Optical Character Recognition

Table of Contents

What is OCR?

Optical Character Recognition(OCR) is typically used to detect text from within images. You may have used applications such as scanning a credit card or check with your phone in order for the software to extract important information. The technology used for that is called OCR.

In this workshop we will be taking a look at OCR and implementing our own software that uses a pre-existing OCR library to read the text off any image that we present.

EasyOCR

The library we’ll be taking a look at is easyOCR. EasyOCR is a python package that easily performs optical character recognition. It can be implemented quickly and simply.

Other OCR libraries usually have different dependencies that make them hard to work with, but as the name suggests easyOCR is easy to implement and use. The library supports over 80 languages and is robust even with noisier images.

It was buily using PyTorch which enables us to use CUDA-capable GPUs in order to speed up the detection tremendously.

At the moment easyOCR mainly supports OCR friendly text; text that is easily legible and not handwritten. The library is quickly expanding and plans to eventually support handwritten detection.

For more information on how the model was trained check out their github

Getting Started

For this weeks live coding session we will be implementing easyOCR and using openCV in order to analyze the model’s results. Let’s get started!

Live Coding
Complete Code

Imports

As usual we will begin by loading in our imports.
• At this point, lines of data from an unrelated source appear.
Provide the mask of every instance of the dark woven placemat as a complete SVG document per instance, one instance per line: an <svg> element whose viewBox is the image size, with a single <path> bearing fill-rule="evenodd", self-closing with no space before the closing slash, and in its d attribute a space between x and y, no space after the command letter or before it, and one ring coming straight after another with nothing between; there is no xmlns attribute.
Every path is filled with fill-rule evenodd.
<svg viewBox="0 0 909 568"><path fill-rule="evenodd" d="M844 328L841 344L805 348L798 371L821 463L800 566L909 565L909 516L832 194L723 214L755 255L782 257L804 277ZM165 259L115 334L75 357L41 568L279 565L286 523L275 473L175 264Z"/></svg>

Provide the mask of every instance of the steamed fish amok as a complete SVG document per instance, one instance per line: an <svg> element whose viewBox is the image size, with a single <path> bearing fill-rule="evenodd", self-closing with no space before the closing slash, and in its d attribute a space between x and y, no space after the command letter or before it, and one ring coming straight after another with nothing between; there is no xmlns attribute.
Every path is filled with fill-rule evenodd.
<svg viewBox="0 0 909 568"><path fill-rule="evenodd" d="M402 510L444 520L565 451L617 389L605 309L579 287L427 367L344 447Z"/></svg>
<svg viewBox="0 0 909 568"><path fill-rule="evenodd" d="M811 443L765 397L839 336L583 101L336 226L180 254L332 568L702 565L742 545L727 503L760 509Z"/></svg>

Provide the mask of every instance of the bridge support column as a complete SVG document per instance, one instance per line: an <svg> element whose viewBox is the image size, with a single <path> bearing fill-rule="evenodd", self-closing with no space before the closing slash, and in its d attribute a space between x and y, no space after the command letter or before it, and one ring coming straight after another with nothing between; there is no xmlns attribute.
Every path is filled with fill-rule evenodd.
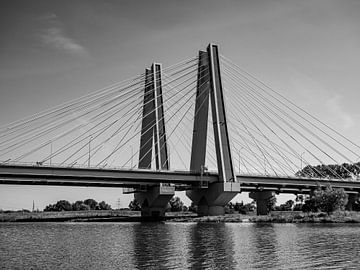
<svg viewBox="0 0 360 270"><path fill-rule="evenodd" d="M198 206L199 215L224 215L225 205L240 192L234 174L225 100L221 82L218 47L209 44L207 51L199 52L198 81L195 103L190 171L204 173L208 125L209 99L219 179L207 188L193 186L186 195Z"/></svg>
<svg viewBox="0 0 360 270"><path fill-rule="evenodd" d="M268 199L275 195L274 191L254 191L249 193L249 197L256 202L257 215L267 215L269 213Z"/></svg>
<svg viewBox="0 0 360 270"><path fill-rule="evenodd" d="M157 185L146 192L135 193L135 199L141 205L141 216L145 218L162 218L169 201L175 194L175 187Z"/></svg>
<svg viewBox="0 0 360 270"><path fill-rule="evenodd" d="M153 149L156 170L169 170L162 94L161 65L153 64L145 71L143 118L140 137L139 169L151 169ZM160 183L138 190L135 199L141 205L141 216L158 219L165 216L168 202L175 194L175 186Z"/></svg>
<svg viewBox="0 0 360 270"><path fill-rule="evenodd" d="M350 193L348 194L348 203L345 206L345 209L348 211L352 211L353 210L353 205L355 204L355 202L359 199L359 194L354 194L354 193Z"/></svg>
Unlike other libraries built in to Google Colab, in order to use easyOCR we first have to install the library using the python package manager.

!pip install easyocr

We use the exclamation point in Google Colab in order to let the cell know that we are running a command and not python code.

from easyocr import Reader
import matplotlib.pyplot as plt
import urllib
import cv2

Then we import the rest of our packages.

  • easyocr: Used for basic OCR functions we will be implementing
  • matplotlib: Used for plotting our images
  • urllib: Allows us to grab random pictures from the internet and turn them into interpretable images
  • cv2: computer vision library we use to draw on our images

A key thing to note is that we only import Reader from easyocr. Reader is the main class we will be using in order grab text from images which is why it’s the only class/function we need to import from easyocr.

Loading in Images

First we have to pull an image from the web and convert it to a usable format

def url_to_image(url):
  resp = urllib.request.urlretrieve(url, 'img_from_web.jpg')
  image = cv2.imread('img_from_web.jpg')
  image = cv2.cvtColor(image, cv2.COLOR_BGR2RGB)
  return image

We create this helper function to do that work for us. We first send a request to retrieve the image from the url and save it to our local storage. After, we read it using opencv and store it as an image. Finally we convert the colorspace of our image. Opencv reads in images as BGR and we want to see them as RGB so we make the appropriate conversion

url = "https://www.bbvausa.com/content/dam/bbva/usa/en/photos/checking-and-savings/clearpoints-card-gateway-sm.png"
img = url_to_image(url)

plt.imshow(img)
plt.show()

We then store our URL as a string variable and invoke our url_to_image function in order to retrieve the image. Afterwards, we plot this image to make sure everything looks correct

Extracting Text From Our Image

Now that we have our image in place, we use easyOCR to extract text from our image.

reader = Reader(['en'], gpu=True)
results = reader.readtext(img)

We create an instance of a Reader object. We first specify what language we want to detect in. Multiple languages can be passed in this list. We also specify we’d like to use GPU for the detection in order to speed up the process. Finally, we use our reader to read the text. If we print the read data we get the following:

([[62, 49], [313, 49], [313, 139], [62, 139]], 'BBVA', 0.9981149435043335)

We have 3 main pieces of data that are being read: bounding box location, text, and probability. we then use this information to add text to our image.

Processing Our Image

We’ll want to put our results in a for loop in order to make sure we process all the information obtained.

for (bbox, text, prob) in results:
  # Grab bounding box values
  (tl, tr, br, bl) = bbox
  tl = (int(tl[0]), int(tl[1])) # top left
  tr = (int(tr[0]), int(tr[1])) # top right
  br = (int(br[0]), int(br[1])) # bottom right
  bl = (int(bl[0]), int(bl[1])) # bottom left

  cv2.rectangle(img, tl, br, (0, 255, 0), 2)
  cv2.putText(img, text, (tl[0], tl[1]),
  cv2.FONT_HERSHEY_SIMPLEX, 0.8, (0, 255, 255), 2)

We grab the four corners detected based on the (x,y) coordinates provided by easyOCR’s detection. We then take this information and draw a rectangle around the text and add the text to the image.

plt.imshow(img)
plt.show()

img = cv2.cvtColor(img, cv2.COLOR_RGB2BGR)
cv2.imwrite("OCR'ed_image.jpg", img) # automatically converts from bgr to rgb

Finally we display our image and save it as a file for later usage.